Question

16. Consider the combustion of solid sucrose (C12H22O11), to form liquid water and a gaseous product.
a) Write & balance the equation, including phases.
b)If 2.001 g of sucrose reacts with 1.00 L of O2 at 753 torr and 25.8 °C, how many
grams of liquid water are theoretically formed?
c) Assign oxidation numbers to each element in the reaction.
d) Which substance undergoes oxidation? Reduction?
e) Identify the oxidizing and reducing agents.

Answer 1

16)

a) C12H22O11(s) + O2(g) --------------------- CO2(g)   + H2O(l)

The balanced equation is

C12H22O11(s) + 12 O2(g) ---------------------   12 CO2(g)   + 11 H2O(l)

b)

    C12H22O11(s) + 12 O2(g) ---------------------   12 CO2(g)   + 11 H2O(l)

      1 mole                12 mole

mass of sucrose = 2.001 g

molar mass of sucrose = 342.3 gram/mole

number of moles of sucrose = mass /molar mass = 2.001 / 342.3 = 0.00584 moles

volume of O2 = 1.00L

Pressure of O2 = 753 torr = 0.991 atm             ( 1torr = 0.00131579 atm)

Temperature = T = 25.8C = 25.8+273 = 298.8 K

R = 0.0821 L-atm/mol-K

PV=nRT

n = PV/RT = 0.991 x 1.00 / 0.0821 x 298.8 = 0.0404 moles

number of moles of O2 = 0.0404 moles

according to equation

1 mole of C12H22O11 = 12 moles of O2

0.00584 moles of C12H22O11 = ?

                                              = 12 x 0.00584 / 1 = 0.07008 moles of O2

we need 0.07008 moles of O2, but we have 0.0404 moles. So , O2 is first completed during the reaction

Hence, O2 is limiting reagent

according to equation

12 moles of O2 = 11 moles of H2O

0.0404 moles of O2 = ?

                             = 0.0404 x 11/12 = 0.0370 moles of H2O

number of moles of H2O formed = 0.0370 moles

molar mass of H2O = 18.01 gram/mole

mass of one moles of H2O = 18.01 grams

mass of 0.0370 moles of H2O = 0.0370 x 18.01 = 0.666 grams

Theoritical mass of H2O = 0.666 grams

c)

C12H22O11(s) + 12 O2(g) ---------------------   12 CO2(g)   + 11 H2O(l)

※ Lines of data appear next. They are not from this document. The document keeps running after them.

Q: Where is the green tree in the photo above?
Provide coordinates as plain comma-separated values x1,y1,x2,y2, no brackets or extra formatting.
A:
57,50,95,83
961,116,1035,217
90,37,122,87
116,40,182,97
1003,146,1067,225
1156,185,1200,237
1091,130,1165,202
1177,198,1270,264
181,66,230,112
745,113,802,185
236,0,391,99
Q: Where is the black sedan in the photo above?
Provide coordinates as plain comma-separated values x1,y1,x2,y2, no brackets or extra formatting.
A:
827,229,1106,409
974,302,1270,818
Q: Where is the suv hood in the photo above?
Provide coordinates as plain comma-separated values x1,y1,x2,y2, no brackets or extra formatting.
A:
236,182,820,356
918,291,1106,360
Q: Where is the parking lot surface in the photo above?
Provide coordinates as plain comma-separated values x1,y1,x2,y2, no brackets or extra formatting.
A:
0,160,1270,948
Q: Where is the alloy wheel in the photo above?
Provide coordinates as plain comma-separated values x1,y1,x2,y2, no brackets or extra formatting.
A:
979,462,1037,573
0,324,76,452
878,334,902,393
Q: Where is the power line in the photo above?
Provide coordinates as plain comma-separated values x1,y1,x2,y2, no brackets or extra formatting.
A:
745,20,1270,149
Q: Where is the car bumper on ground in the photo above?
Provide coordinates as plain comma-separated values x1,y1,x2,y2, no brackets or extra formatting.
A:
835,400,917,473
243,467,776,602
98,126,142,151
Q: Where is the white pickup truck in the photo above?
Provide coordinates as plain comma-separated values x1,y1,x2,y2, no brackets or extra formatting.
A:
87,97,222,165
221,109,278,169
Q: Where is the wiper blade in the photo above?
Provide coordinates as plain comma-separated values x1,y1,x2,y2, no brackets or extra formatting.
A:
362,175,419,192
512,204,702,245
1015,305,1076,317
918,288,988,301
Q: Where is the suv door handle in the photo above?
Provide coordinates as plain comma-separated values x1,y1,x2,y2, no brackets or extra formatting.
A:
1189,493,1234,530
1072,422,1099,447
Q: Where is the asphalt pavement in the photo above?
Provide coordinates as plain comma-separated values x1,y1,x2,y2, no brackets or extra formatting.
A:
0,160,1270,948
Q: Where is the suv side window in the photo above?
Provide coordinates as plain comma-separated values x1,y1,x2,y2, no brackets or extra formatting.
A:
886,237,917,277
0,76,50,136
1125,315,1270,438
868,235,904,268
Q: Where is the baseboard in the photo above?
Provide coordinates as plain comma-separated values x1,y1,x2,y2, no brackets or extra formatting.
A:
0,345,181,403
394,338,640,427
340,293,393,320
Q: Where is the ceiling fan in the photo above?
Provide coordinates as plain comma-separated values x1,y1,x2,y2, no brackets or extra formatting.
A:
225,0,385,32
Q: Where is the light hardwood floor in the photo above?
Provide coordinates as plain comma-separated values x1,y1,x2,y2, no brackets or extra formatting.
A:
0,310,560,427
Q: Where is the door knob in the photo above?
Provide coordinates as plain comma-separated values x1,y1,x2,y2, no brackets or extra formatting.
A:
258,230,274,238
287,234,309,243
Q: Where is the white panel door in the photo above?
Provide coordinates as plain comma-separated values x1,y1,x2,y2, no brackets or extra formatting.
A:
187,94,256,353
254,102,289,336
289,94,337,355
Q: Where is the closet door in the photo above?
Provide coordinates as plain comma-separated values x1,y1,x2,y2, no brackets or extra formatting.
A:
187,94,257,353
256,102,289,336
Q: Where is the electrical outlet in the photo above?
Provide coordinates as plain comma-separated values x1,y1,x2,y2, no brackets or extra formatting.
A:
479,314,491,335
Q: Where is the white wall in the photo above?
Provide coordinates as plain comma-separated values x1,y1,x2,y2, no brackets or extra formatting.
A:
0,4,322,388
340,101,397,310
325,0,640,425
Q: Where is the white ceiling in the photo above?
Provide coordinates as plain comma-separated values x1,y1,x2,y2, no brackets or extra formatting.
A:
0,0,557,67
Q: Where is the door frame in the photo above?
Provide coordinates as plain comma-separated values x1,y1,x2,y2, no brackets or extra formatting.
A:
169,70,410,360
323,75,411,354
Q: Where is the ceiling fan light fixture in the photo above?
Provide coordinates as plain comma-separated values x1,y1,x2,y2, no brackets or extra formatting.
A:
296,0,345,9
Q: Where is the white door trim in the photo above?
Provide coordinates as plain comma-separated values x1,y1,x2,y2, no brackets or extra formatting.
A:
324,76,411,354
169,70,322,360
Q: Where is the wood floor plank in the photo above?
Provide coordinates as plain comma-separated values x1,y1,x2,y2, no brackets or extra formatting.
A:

0    +1   -2                  0                                  +4 -2            +1   -2

In Sucrose ,           Oxidation number of C = 0

                             Oxidation number of H = +1

                             Oxidation number of O = -2

Oxidation number of Oxygen in O2 =0

In CO2,

Oxidation number of C = +4

Oxidation number of O = -2

In H2O

Oxidation number of H = +1

Oxidation number of O = -2

d)

Oxidation number of Carbon is increases from 0 to +4. SO , C undergoes oxidation

Oxidation number of Oxygen is decreases from 0 to -2. So, O2 undergoes reduction

e) The reduced substance can acts as Oxidising agent

Hence , O2 acts as Oxidising agent

The oxidised substance can acts as reducing agent

Hence, Sucrose acts as reducing agent.